The most significant cost driver is essentially the general theme of what we’ve been talking about. If you’re buying bandwidth in one year increments or shorter — in some cases our customers are looking for even shorter — that is the most significant cost driver. But there are others. Adding additional frequency bands that require increased backhaul capabilities, steerable beams — which require multiple transponders — and redeploying bandwidth are other cost drivers. Airborne requirements can also be pricey. They use smaller antennas and require higher throughput, so that’s kind of a bad combination. The higher throughput with the smaller antenna means you’re going to need more bandwidth to meet the requirements.
Via Satellite: What are some positive things the government can learn from the Navy’s procurement strategy?
The Navy has a model where instead of buying by satellite they purchase by region. That language goes into contracts and makes it easy for us to develop strategies for solutions. It doesn’t have to be a particular satellite. During the life of the contract we can change those satellites out without having to change the scope of the contract.
Via Satellite: What can the U.S. government learn from the procurement strategies of other governments?
In the specific case of the U.K. Ministry of Defense (MOD), we can learn that you save money by procuring longer periods of time. One MOD contract for COMSATCOM that I am familiar with is a 20-year contract. It’s for a complete end-to-end solution, meaning everything including installation, the lifecycle support and even the training of operators onboard ships. In that particular case, the contract requirements call for the vendor or the contractor to be completely responsible for end-to-end solutions. If there is an outage of any sort in that COMSATCOM service, they are responsible and they have to pay an outage credit. That really incentivizes the contractor to make it right. With a 20-year contract like that, you have the ability to really emphasize an efficient, highly reliable solution. The government really benefits from that.
Via Satellite: Subscriptions services replace the legacy Inmarsat contract under COMSATCOM. Do you see this as a step forward for the government?
In some special cases yes, I see that as a step forward, and I see why that would be an advantage for the government. However, most of the government customers that we deal with are looking for a customized solution that you find in CS2. They want something that is not necessarily cookie-cuttered out of a subscription service. It could benefit sometime in the future, but most customers are looking for tailored end-to-end solutions to meet their specific requirements.
Via Satellite: What can the government learn from how the commercial industry procures Satcom?

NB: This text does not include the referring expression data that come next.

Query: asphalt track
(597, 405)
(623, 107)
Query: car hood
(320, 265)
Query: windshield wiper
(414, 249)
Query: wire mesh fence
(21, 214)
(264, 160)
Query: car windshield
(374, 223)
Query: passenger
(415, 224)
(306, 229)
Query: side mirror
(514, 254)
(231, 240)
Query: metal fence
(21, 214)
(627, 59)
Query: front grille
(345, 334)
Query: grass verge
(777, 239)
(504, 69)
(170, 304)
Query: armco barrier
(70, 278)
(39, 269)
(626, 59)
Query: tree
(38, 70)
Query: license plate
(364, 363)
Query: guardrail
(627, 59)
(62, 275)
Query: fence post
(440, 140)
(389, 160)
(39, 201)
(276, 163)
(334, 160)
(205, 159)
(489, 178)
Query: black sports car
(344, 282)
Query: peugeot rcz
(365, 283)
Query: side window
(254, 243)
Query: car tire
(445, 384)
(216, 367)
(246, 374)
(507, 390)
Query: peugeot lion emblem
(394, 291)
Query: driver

There are times where a commercial outfit, because they have a very good handle on the demand signal from their customers, can pre-buy transponders for multiple years for a lot of bandwidth. That’s a distinct advantage. Ninety percent of our business at SES is commercial. Those procurements are achieved typically even before the satellite is launched. They know exactly who their customers are going to be, so our commercial designers will design the satellite specifically for that customer. Once it’s in orbit and ready to deliver service, it’s already a done deal. The government can benefit from that [model]. If we knew more in advance, we could better address the specific needs of the government. There are already some concepts out there where we are building a satellite to address the specific needs of the government, but it’s not as robust as what we do for commercial customers.